How Roll-Up Vehicle (RUV) works for Founders?
Founders often reinvest a portion of their exit proceeds back into their company by acquiring new equity. This is commonly done through a roll-up vehicle (RUV). An RUV is an entity that is used to hold the equity of multiple companies. The RUV then “rolls up” the equity of the underlying companies and issues new shares to the founders.
The key benefit of an RUV is that it allows founders to defer taxes on the sale of their equity. By deferring taxes, founders can reinvest the proceeds back into their business and grow their company without having to pay taxes on the sale.
An RUV can also be used to diversify a founder’s portfolio. By holding equity in multiple companies, a founder can reduce their risk and still participate in the growth of their underlying companies.
There are a few key things to keep in mind when considering an RUV:
- The RUV must be structured properly in order to defer taxes.
- The RUV must be approved by the IRS.
- The RUV can only be used for equity, not debt.
- The RUV can only be used for US-based companies.
- The RUV can only be used by accredited investors.
If you’re a founder looking to defer taxes on the sale of your company, an RUV may be a good option for you.
How does it work for Investors?
As a first-time investor, whether investing directly or indirectly through a company, I found the investor side to be very straightforward, even for first-time investors.
This process involves the use of an e-signature on the RUV documents and the input of your bank account information so that AngelList can start an ACH transfer (electronic transfer) for you.

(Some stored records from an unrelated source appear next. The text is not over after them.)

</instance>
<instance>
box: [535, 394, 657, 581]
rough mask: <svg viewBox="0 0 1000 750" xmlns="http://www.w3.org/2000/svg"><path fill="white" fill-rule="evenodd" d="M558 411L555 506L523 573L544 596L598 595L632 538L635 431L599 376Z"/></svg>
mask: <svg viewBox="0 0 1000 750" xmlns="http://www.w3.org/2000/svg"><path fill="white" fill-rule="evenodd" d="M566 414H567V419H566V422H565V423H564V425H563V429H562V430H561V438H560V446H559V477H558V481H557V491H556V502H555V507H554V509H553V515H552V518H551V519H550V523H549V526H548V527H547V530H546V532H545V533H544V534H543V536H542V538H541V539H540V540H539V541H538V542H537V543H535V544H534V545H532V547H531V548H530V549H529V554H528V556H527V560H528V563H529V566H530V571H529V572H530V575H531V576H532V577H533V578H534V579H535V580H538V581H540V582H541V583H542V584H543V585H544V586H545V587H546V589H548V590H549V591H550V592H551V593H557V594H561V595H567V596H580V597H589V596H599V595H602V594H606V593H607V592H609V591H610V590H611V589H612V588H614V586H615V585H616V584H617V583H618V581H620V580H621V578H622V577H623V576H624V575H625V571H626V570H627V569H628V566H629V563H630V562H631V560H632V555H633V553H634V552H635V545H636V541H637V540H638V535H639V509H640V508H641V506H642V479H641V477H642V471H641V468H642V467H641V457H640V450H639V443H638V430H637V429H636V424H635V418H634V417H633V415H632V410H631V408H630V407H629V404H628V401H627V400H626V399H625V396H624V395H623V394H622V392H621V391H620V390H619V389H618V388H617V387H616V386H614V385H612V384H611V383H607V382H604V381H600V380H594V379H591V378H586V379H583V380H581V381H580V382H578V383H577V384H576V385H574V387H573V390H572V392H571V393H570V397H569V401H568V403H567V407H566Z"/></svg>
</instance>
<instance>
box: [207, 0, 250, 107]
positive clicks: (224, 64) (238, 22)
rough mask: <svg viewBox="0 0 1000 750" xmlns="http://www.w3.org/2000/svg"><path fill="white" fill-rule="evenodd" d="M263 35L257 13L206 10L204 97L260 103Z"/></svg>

There is also the option for investors to wire money if that is what they prefer, if they want to do so.
That’s exactly what it is, that’s all it is. An easy and smooth process.
Pricing
RUV has 3 pricing plans. The first plan is a Standard plan for $8000 + Filing fees, the second plan is the Custom plan for $10500 + Filing fees, and the third and last is a Business plan for 8000 + Filing fees.
No-fee RUVs are available now to companies on angellist growth plans, and non-angellist can also access no-fee RUVs on an invite-only basis.
Conclusion:
A Roll Up Vehicle allows founders to efficiently raise money from up to 250 accredited investors with just one entry on the business cap table. Additionally, it can reduce your overall tax burden by allowing you to deduct certain expenses associated with running your business.